The overlap between redlined maps of 80 years past and areas preponderantly affected by climate change today is uncanny. The grim reality of environmental racism in today’s America can be expected to profoundly worsen in the future as the same communities disproportionately harmed in the past find themselves on the front lines of the spiraling climate crisis. Recent reports from the California Legislative Analyst’s Office predict an increase in flooding, unbearably hot temperatures, wildfires, and prolonged droughts—existential climate conditions that will disproportionately fall on marginalized populations unless drastic preventative action is taken.
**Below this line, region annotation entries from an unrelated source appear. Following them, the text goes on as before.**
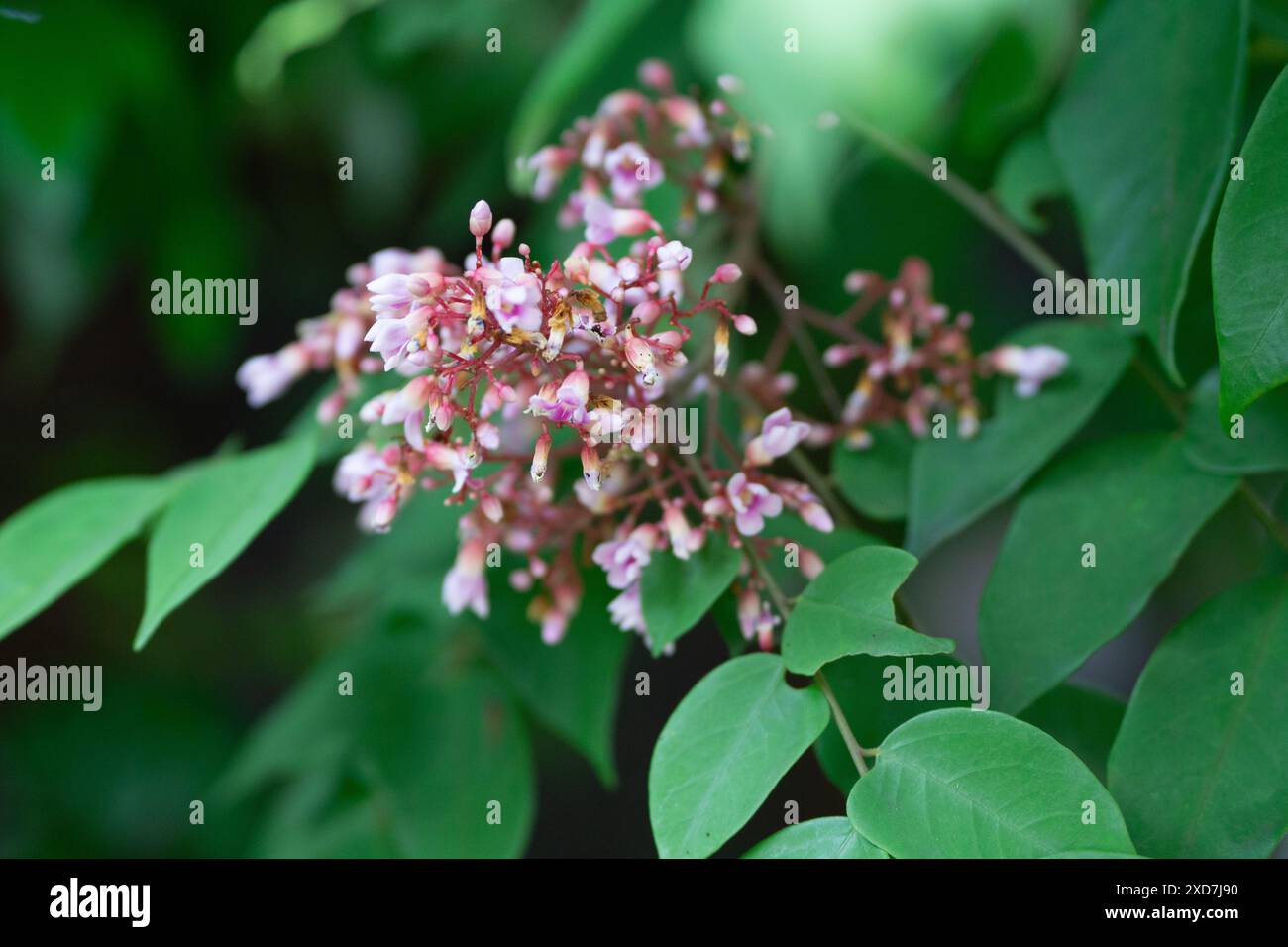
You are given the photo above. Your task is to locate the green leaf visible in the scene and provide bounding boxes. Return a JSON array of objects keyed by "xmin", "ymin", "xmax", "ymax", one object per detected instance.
[
  {"xmin": 1185, "ymin": 369, "xmax": 1288, "ymax": 474},
  {"xmin": 993, "ymin": 129, "xmax": 1065, "ymax": 232},
  {"xmin": 362, "ymin": 672, "xmax": 536, "ymax": 858},
  {"xmin": 1212, "ymin": 61, "xmax": 1288, "ymax": 417},
  {"xmin": 640, "ymin": 535, "xmax": 742, "ymax": 656},
  {"xmin": 814, "ymin": 655, "xmax": 978, "ymax": 793},
  {"xmin": 506, "ymin": 0, "xmax": 653, "ymax": 192},
  {"xmin": 1050, "ymin": 0, "xmax": 1248, "ymax": 382},
  {"xmin": 216, "ymin": 626, "xmax": 536, "ymax": 858},
  {"xmin": 979, "ymin": 434, "xmax": 1237, "ymax": 711},
  {"xmin": 648, "ymin": 653, "xmax": 828, "ymax": 858},
  {"xmin": 1109, "ymin": 575, "xmax": 1288, "ymax": 858},
  {"xmin": 482, "ymin": 571, "xmax": 631, "ymax": 786},
  {"xmin": 743, "ymin": 815, "xmax": 890, "ymax": 858},
  {"xmin": 846, "ymin": 710, "xmax": 1134, "ymax": 858},
  {"xmin": 832, "ymin": 424, "xmax": 915, "ymax": 520},
  {"xmin": 1020, "ymin": 684, "xmax": 1127, "ymax": 783},
  {"xmin": 0, "ymin": 476, "xmax": 174, "ymax": 638},
  {"xmin": 905, "ymin": 321, "xmax": 1130, "ymax": 556},
  {"xmin": 134, "ymin": 436, "xmax": 317, "ymax": 651},
  {"xmin": 783, "ymin": 546, "xmax": 957, "ymax": 674}
]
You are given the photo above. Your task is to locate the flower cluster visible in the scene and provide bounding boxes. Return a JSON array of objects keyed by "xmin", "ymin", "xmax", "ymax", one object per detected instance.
[
  {"xmin": 741, "ymin": 258, "xmax": 1068, "ymax": 450},
  {"xmin": 527, "ymin": 59, "xmax": 751, "ymax": 236},
  {"xmin": 237, "ymin": 61, "xmax": 1063, "ymax": 648}
]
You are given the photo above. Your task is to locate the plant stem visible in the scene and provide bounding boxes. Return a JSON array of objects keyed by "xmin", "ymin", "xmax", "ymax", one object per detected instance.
[
  {"xmin": 814, "ymin": 668, "xmax": 868, "ymax": 780},
  {"xmin": 684, "ymin": 455, "xmax": 868, "ymax": 779},
  {"xmin": 1239, "ymin": 480, "xmax": 1288, "ymax": 549}
]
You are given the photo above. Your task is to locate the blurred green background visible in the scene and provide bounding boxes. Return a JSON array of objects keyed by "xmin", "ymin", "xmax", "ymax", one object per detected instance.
[{"xmin": 0, "ymin": 0, "xmax": 1288, "ymax": 857}]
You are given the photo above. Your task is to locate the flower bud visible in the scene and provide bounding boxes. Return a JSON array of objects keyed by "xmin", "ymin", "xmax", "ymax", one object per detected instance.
[
  {"xmin": 715, "ymin": 316, "xmax": 729, "ymax": 377},
  {"xmin": 492, "ymin": 218, "xmax": 514, "ymax": 250},
  {"xmin": 711, "ymin": 263, "xmax": 742, "ymax": 283},
  {"xmin": 471, "ymin": 201, "xmax": 492, "ymax": 240},
  {"xmin": 529, "ymin": 430, "xmax": 550, "ymax": 483},
  {"xmin": 581, "ymin": 443, "xmax": 601, "ymax": 491}
]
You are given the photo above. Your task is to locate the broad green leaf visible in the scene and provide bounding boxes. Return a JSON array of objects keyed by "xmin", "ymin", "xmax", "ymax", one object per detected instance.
[
  {"xmin": 1046, "ymin": 852, "xmax": 1145, "ymax": 858},
  {"xmin": 506, "ymin": 0, "xmax": 653, "ymax": 191},
  {"xmin": 743, "ymin": 815, "xmax": 890, "ymax": 858},
  {"xmin": 312, "ymin": 489, "xmax": 463, "ymax": 627},
  {"xmin": 134, "ymin": 436, "xmax": 317, "ymax": 651},
  {"xmin": 1020, "ymin": 684, "xmax": 1127, "ymax": 783},
  {"xmin": 814, "ymin": 655, "xmax": 968, "ymax": 795},
  {"xmin": 362, "ymin": 672, "xmax": 536, "ymax": 858},
  {"xmin": 1212, "ymin": 69, "xmax": 1288, "ymax": 417},
  {"xmin": 832, "ymin": 424, "xmax": 914, "ymax": 520},
  {"xmin": 640, "ymin": 535, "xmax": 742, "ymax": 655},
  {"xmin": 648, "ymin": 652, "xmax": 828, "ymax": 858},
  {"xmin": 905, "ymin": 321, "xmax": 1130, "ymax": 556},
  {"xmin": 482, "ymin": 570, "xmax": 631, "ymax": 786},
  {"xmin": 1050, "ymin": 0, "xmax": 1248, "ymax": 381},
  {"xmin": 216, "ymin": 626, "xmax": 536, "ymax": 858},
  {"xmin": 979, "ymin": 434, "xmax": 1237, "ymax": 711},
  {"xmin": 1109, "ymin": 575, "xmax": 1288, "ymax": 858},
  {"xmin": 783, "ymin": 546, "xmax": 957, "ymax": 674},
  {"xmin": 765, "ymin": 513, "xmax": 886, "ymax": 595},
  {"xmin": 993, "ymin": 129, "xmax": 1065, "ymax": 232},
  {"xmin": 846, "ymin": 710, "xmax": 1134, "ymax": 858},
  {"xmin": 0, "ymin": 476, "xmax": 174, "ymax": 638},
  {"xmin": 250, "ymin": 767, "xmax": 398, "ymax": 858},
  {"xmin": 233, "ymin": 0, "xmax": 380, "ymax": 98},
  {"xmin": 1185, "ymin": 369, "xmax": 1288, "ymax": 474}
]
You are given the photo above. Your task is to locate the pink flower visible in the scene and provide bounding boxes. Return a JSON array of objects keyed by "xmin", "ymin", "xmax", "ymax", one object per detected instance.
[
  {"xmin": 364, "ymin": 308, "xmax": 438, "ymax": 371},
  {"xmin": 657, "ymin": 240, "xmax": 693, "ymax": 271},
  {"xmin": 443, "ymin": 539, "xmax": 488, "ymax": 618},
  {"xmin": 608, "ymin": 582, "xmax": 648, "ymax": 635},
  {"xmin": 528, "ymin": 145, "xmax": 574, "ymax": 201},
  {"xmin": 425, "ymin": 441, "xmax": 482, "ymax": 493},
  {"xmin": 484, "ymin": 257, "xmax": 541, "ymax": 333},
  {"xmin": 747, "ymin": 407, "xmax": 810, "ymax": 467},
  {"xmin": 662, "ymin": 500, "xmax": 700, "ymax": 559},
  {"xmin": 725, "ymin": 471, "xmax": 783, "ymax": 536},
  {"xmin": 604, "ymin": 142, "xmax": 664, "ymax": 201},
  {"xmin": 334, "ymin": 443, "xmax": 406, "ymax": 532},
  {"xmin": 658, "ymin": 95, "xmax": 711, "ymax": 147},
  {"xmin": 989, "ymin": 346, "xmax": 1069, "ymax": 398},
  {"xmin": 528, "ymin": 371, "xmax": 590, "ymax": 425},
  {"xmin": 471, "ymin": 201, "xmax": 492, "ymax": 240},
  {"xmin": 237, "ymin": 343, "xmax": 309, "ymax": 407},
  {"xmin": 332, "ymin": 442, "xmax": 396, "ymax": 502},
  {"xmin": 591, "ymin": 526, "xmax": 656, "ymax": 588},
  {"xmin": 583, "ymin": 197, "xmax": 661, "ymax": 245}
]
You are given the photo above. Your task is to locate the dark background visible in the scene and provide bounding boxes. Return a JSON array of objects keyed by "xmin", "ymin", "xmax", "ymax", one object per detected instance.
[{"xmin": 0, "ymin": 0, "xmax": 1288, "ymax": 857}]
Faced with this data, current climate conditions, and reliable forecasts, it’s imperative to understand and reckon with the pervasive reality of climate racism in the past, present and future. Within our cities and towns, communities only a few miles apart experience the climate catastrophe on acutely different levels. As a climate-conscious community, it’s up to us to explain climate change in persuasive and informed terms, force legislatures to act on incontrovertible climate evidence, and recognize the effects of climate change as a link in the historical chain of injustice that must be broken.